The above program reads a line of standard input, then forks to create
a child process which is connected to the parent by a pipe.  The parent
continues to reads data from its standard input, sending it down the pipe
to the child.  The child meanwhile redirects its standard input to read
from the pipe, reads input from the parent, and writes it to standard
output.  To make things more clear for this example, lines the parent
writes to the child are prefixed with the string "From parent:", and
output printed by the child is prefixed with the string "Child read:".

When run, the program produces the following output:

	$ seq 1 3 | ./buffering
	Discarding line: 1
	Child read: 2
	Child read: 3
	Child read: From parent: 2
	Child read: From parent: 3

On the surface, it would appear that somehow the child process was able to
read data directly from the parent's standard input -- data which was also
somehow duplicated, and read by the parent.  Based on my introduction, you
may be able to guess the cause:

Prior to forking, the parent read and discarded one line from standard
input, and in doing so, Perl performed a buffered read.  The data in that
buffer was then duplicated by forking.  When the child attempted to read
from its standard input, the input buffer created by the parent process
first had to be exhausted before reading additional input sent by the
parent.

My mistake was assuming that this:

	open STDIN, "<&R";

was the equivalent of this:

	close STDIN;
	open STDIN, "<&R";

In the code I was debugging, a few additional factors made this problem even
harder to track down.  I was running a number of children simultaneously,
using a pair of pipes to communicate with each bidirectionally.  The parent
would read data from its standard input and split the work between the
children, assigning a new task when they indicated their previous task was
completed.  Because I wasn't modifying lines read by the parent before
sending them piecemeal to the children, it wasn't immediately obvious that
the children were reading data not from the parent's pipe, but rather from
the parent's standard input buffer from before the fork.
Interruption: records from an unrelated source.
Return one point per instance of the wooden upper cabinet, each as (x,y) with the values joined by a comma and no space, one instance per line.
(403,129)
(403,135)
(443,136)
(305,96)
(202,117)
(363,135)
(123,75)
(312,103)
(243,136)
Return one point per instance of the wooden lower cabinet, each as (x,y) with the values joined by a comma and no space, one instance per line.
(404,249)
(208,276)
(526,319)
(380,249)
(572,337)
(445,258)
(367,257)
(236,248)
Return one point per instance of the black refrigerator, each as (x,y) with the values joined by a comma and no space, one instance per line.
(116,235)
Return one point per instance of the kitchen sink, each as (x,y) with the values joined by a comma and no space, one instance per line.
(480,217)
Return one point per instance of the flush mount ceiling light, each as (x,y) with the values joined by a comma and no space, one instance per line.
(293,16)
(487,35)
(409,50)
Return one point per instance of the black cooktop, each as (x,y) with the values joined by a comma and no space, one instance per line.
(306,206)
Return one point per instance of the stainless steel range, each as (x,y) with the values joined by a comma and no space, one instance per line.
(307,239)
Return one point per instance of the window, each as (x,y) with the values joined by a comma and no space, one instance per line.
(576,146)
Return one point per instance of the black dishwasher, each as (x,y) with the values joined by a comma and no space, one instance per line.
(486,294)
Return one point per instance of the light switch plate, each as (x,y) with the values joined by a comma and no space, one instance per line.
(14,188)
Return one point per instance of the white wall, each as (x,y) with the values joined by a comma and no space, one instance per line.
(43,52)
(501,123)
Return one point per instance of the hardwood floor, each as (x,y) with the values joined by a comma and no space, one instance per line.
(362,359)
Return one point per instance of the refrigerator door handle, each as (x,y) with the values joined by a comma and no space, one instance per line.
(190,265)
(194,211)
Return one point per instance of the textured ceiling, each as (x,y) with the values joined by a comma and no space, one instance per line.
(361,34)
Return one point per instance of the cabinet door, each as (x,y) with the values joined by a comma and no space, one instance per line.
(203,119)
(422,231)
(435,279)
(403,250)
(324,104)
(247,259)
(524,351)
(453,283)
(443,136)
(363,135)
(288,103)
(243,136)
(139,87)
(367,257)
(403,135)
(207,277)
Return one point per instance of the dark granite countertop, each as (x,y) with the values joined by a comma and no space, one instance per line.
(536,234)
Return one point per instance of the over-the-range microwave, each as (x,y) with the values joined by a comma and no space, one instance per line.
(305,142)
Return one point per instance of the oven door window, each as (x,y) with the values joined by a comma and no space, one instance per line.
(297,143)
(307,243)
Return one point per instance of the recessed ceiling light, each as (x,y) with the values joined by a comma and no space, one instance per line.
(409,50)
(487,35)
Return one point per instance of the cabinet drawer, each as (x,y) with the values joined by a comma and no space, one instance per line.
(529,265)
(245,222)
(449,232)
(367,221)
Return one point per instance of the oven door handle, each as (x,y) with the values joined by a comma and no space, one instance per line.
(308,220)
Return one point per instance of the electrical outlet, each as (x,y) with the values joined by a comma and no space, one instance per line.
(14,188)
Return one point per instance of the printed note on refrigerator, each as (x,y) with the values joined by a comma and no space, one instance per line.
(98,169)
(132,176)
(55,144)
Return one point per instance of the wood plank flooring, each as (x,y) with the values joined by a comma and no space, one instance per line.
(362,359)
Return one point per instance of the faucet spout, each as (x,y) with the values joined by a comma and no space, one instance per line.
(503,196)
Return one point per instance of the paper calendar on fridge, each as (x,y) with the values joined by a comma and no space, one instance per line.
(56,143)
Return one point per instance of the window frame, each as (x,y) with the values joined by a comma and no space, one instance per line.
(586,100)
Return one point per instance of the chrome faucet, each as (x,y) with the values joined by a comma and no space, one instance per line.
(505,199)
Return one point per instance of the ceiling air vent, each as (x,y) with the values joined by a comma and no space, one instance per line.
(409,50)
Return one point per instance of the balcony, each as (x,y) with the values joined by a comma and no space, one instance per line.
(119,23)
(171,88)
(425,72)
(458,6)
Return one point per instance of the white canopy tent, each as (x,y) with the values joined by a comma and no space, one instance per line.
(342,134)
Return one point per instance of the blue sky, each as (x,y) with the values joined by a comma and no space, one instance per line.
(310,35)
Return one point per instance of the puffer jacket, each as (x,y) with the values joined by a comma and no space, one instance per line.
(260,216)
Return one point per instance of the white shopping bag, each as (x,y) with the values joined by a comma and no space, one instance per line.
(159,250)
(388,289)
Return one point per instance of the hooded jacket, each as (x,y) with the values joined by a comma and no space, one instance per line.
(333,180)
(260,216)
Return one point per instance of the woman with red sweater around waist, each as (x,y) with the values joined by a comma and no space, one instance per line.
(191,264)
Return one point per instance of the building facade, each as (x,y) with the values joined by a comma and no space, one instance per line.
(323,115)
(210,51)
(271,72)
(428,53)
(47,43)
Another strange way the problem manifested itself was that when the input
buffer was exhausted, it had a very high probability of ending at a point
that was neither at EOF, nor at the end of a newline.  As a result, when
the next line was read it was concatenated with the remainder of the left
over buffer contents, such that it appeared to be malformed line.

Lastly, I observed that running the program as:

	$ find | ./program

exhibited this behavior, but running it as:

	$ find > list; ./program < list

did not.  I'm still not sure why that is.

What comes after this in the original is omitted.